I recently ran into head winds making use of my newly acquired Mobile Development environment on Tokyo. In this article I explain some of these issues and how they were finally resolved in the hope it might help others.
While I have been playing with Firemonkey since its inception I have had to collaborate with colleagues to test my stuff on Mobile devices. I have a Galaxy Pocket Neo (GT-S5310B) running Android 4.1.2 which until Tokyo served as a test platform for non 3D applications. 3D does not work on this device so I acquired a Galaxy J1 mini Model No SM-J105Y running Android 5.1.1 with a broken screen for proof of concept on 3D applications.
I already had Tokyo 10.2.2 loaded before getting the (free) Mobile add on code. Before uninstalling Delphi and Installing Tokyo Patch 3 (10.2.3) I ran the license manager (Help>License Manager from Delphi), added and then registered my upgrade code. I was then offered all platform options when installing 10.2.3.
There were different instruction on how to get mobile stuff if 10.2.3 was already loaded.

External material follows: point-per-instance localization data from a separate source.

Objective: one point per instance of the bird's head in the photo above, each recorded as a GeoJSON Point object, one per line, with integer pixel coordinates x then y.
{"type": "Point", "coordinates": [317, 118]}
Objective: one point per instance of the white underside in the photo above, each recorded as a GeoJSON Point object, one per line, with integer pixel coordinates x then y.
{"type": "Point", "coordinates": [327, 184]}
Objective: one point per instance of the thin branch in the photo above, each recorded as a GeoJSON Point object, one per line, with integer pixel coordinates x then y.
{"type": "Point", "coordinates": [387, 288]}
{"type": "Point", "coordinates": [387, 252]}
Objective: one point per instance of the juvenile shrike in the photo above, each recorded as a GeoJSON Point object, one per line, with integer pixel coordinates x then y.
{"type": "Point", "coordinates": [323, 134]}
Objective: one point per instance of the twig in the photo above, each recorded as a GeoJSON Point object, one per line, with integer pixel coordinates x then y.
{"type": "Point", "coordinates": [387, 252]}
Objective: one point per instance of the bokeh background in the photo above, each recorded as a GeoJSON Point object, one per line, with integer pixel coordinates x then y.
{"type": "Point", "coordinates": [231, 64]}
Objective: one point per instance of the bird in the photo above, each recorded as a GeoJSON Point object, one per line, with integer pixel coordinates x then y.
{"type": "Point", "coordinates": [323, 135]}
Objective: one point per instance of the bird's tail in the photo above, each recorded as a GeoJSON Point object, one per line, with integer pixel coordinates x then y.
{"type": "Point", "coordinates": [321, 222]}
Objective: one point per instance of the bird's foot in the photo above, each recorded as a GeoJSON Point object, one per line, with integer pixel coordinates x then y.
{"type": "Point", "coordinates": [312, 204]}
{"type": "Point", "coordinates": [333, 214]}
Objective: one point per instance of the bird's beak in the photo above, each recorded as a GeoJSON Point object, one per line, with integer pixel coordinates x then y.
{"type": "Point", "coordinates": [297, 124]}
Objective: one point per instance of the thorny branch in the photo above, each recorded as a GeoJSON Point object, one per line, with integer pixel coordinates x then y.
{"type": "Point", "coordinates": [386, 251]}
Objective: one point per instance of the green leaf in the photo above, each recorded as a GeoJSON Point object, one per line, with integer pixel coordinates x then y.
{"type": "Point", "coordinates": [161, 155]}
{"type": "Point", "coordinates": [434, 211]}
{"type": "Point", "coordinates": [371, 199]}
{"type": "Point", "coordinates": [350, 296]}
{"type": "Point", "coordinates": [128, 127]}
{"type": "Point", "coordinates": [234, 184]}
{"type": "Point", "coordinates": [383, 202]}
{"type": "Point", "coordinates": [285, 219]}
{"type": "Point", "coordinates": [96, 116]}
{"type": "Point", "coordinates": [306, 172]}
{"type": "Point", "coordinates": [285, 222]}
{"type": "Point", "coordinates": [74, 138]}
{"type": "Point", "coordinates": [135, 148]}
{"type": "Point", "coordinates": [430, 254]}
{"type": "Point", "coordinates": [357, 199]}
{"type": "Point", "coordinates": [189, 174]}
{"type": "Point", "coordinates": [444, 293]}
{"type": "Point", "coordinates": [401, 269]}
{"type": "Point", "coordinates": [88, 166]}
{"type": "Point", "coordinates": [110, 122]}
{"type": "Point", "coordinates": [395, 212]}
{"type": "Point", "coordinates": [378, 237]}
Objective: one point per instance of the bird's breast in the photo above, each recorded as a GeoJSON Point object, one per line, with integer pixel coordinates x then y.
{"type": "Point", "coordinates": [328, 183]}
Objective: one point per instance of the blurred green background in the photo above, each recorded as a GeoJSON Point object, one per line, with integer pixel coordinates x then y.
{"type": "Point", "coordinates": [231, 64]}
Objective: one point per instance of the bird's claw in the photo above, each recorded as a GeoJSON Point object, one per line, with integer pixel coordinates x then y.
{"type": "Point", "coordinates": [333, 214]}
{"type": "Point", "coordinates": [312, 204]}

https://community.embarcadero.com/article/articles-support/174-rad-studio/installation-registration/16617-delphi-and-c-builder-10-2-3-tokyo-professional-edition-mobile-pack-install-instructions-4?utm_source=Article&utm_medium=Email&utm_campaign=Article-180314-ProRelease3
The mobile platforms now appeared in new projects and could be added to old projects and I can build Android applications.
My real problems started when I later came to try to test software on an actual Android device. I needed to connect my Samsung Android devices to Delphi. The Tokyo help instructions showed an XE6 start menu to access the SDK Manager and load USB Drivers.

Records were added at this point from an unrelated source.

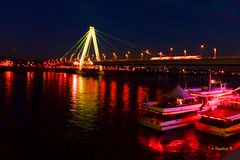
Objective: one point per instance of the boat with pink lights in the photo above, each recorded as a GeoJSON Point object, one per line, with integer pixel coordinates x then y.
{"type": "Point", "coordinates": [224, 120]}
{"type": "Point", "coordinates": [176, 109]}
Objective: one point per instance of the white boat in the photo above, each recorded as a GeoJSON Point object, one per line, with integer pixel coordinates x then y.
{"type": "Point", "coordinates": [176, 101]}
{"type": "Point", "coordinates": [163, 123]}
{"type": "Point", "coordinates": [223, 121]}
{"type": "Point", "coordinates": [176, 109]}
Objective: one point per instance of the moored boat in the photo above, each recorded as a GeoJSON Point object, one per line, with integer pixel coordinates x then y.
{"type": "Point", "coordinates": [222, 121]}
{"type": "Point", "coordinates": [176, 109]}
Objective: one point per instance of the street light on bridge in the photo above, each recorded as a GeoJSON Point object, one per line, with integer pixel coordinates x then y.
{"type": "Point", "coordinates": [126, 55]}
{"type": "Point", "coordinates": [114, 56]}
{"type": "Point", "coordinates": [214, 53]}
{"type": "Point", "coordinates": [104, 56]}
{"type": "Point", "coordinates": [202, 46]}
{"type": "Point", "coordinates": [171, 51]}
{"type": "Point", "coordinates": [185, 52]}
{"type": "Point", "coordinates": [142, 56]}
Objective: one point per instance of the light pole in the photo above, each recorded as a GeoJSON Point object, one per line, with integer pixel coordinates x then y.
{"type": "Point", "coordinates": [202, 46]}
{"type": "Point", "coordinates": [185, 52]}
{"type": "Point", "coordinates": [114, 56]}
{"type": "Point", "coordinates": [126, 55]}
{"type": "Point", "coordinates": [171, 51]}
{"type": "Point", "coordinates": [214, 53]}
{"type": "Point", "coordinates": [104, 57]}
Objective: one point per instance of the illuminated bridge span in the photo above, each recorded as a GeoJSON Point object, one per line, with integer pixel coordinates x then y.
{"type": "Point", "coordinates": [78, 56]}
{"type": "Point", "coordinates": [224, 61]}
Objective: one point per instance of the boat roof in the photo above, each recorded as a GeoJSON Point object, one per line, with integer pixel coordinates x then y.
{"type": "Point", "coordinates": [223, 113]}
{"type": "Point", "coordinates": [177, 92]}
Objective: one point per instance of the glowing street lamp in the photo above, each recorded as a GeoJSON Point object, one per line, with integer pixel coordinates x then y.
{"type": "Point", "coordinates": [214, 53]}
{"type": "Point", "coordinates": [104, 57]}
{"type": "Point", "coordinates": [142, 55]}
{"type": "Point", "coordinates": [160, 54]}
{"type": "Point", "coordinates": [126, 55]}
{"type": "Point", "coordinates": [171, 51]}
{"type": "Point", "coordinates": [185, 52]}
{"type": "Point", "coordinates": [202, 46]}
{"type": "Point", "coordinates": [114, 56]}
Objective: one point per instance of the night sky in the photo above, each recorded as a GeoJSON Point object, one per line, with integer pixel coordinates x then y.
{"type": "Point", "coordinates": [48, 29]}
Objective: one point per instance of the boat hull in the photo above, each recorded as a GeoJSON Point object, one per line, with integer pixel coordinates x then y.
{"type": "Point", "coordinates": [90, 72]}
{"type": "Point", "coordinates": [167, 125]}
{"type": "Point", "coordinates": [173, 110]}
{"type": "Point", "coordinates": [223, 132]}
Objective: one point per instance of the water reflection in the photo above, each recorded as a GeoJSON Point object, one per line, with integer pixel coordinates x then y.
{"type": "Point", "coordinates": [125, 95]}
{"type": "Point", "coordinates": [84, 102]}
{"type": "Point", "coordinates": [29, 85]}
{"type": "Point", "coordinates": [113, 94]}
{"type": "Point", "coordinates": [8, 86]}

http://docwiki.embarcadero.com/RADStudio/Tokyo/en/Installing_the_USB_Driver_for_Your_Android_Device
This link did not appear on my Start Menu so finding the SDK manager was a problem. I therefore initially downloaded the Google Zip file as suggested on that page.
The google drivers do not play with plug and play at least they did not resolve the driver install errors.
I then managed to find the SDK manager. Tokyo installed it on my machine in C:\Users\Public\Documents\Embarcadero\Studio\19.0\CatalogRepository\AndroidSDK-2433_19.0.29899.2631. I used this to “install” the Google drivers but still had CRC and ADB drivers missing on both phones.
Downloading OEM drivers (Samsung) was the other solution suggested on https://developer.android.com/studio/run/oem-usb and that resulted in all Windows driver problems being resolved but only one phone was found as a “Target” in Delphi and while Delphi remote debugging works with that phone and Jellybean is claimed as still being supported in Tokyo it raises exceptions with even the most basic Firemonkey form.